Can you let me know if we are getting any EOI for 65 points in 189 for Software Engineers?

If we are getting EOI's what is the approx time ?

Thanks


----------



## Y-ME369 (Aug 18, 2017)

I think invited for software developers have been 70 or above since September 2017. December and January were at 75.


----------



## developer2018 (Feb 4, 2018)

Y-ME369 said:


> I think invited for software developers have been 70 or above since September 2017. December and January were at 75.

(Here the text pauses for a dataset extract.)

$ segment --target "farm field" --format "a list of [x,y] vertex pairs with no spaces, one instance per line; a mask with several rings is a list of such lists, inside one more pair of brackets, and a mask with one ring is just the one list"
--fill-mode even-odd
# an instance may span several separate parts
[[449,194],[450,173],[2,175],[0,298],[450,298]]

Ok Thanks. Is it expected to fall or is there a trend.


----------



## Y-ME369 (Aug 18, 2017)

I hope it falls. The 189 might be my last chance for PR if my 186 doesn’t go through. The trend seems to suggest that the points requirement will only increase unfortunately...


----------



## madeep90 (Aug 27, 2017)

I have applied for software engineer at 65 in july 2017, and my skill assessment is expiring in October. Is there possibility that i can update skill assessment without changing EOI submission date


----------



## NB (Mar 29, 2017)

madeep90 said:


> I have applied for software engineer at 65 in july 2017, and my skill assessment is expiring in October. Is there possibility that i can update skill assessment without changing EOI submission date


Many members don’t change the EOI date.even after reassessment 

They just change the ACS assessment number and date to the current one

Logically it should work, but whether legally it is allowed or not I am not sure
None of those who did the same reported any problems during visa processing 

But your question is entirely academic as under the present circumstances, there is no way anyone with 65 points can be 261313 in the near future 

70 points is the new 60


Cheers


----------



## Optimistic10 (Apr 10, 2018)

newbienz said:


> Many members don’t change the EOI date.even after reassessment
> 
> They just change the ACS assessment number and date to the current one
> 
> ...


I don't think so that 70 is new 60. DIBP is having workload so they inviting only 25% of normal invitation number. This means obviously priority for higher points. Once new FY started and backlog will clear, the point will drops to 65. I am in the same boat as i lodged EOI on 28th of April 2017.

But its true anything could happen and at anytime.


----------



## Optimistic10 (Apr 10, 2018)

madeep90 said:


> I have applied for software engineer at 65 in july 2017, and my skill assessment is expiring in October. Is there possibility that i can update skill assessment without changing EOI submission date


You just need to re-access before expiring. It won't affect your DOE.

Have you already got invitation or still trying to increase the points??


----------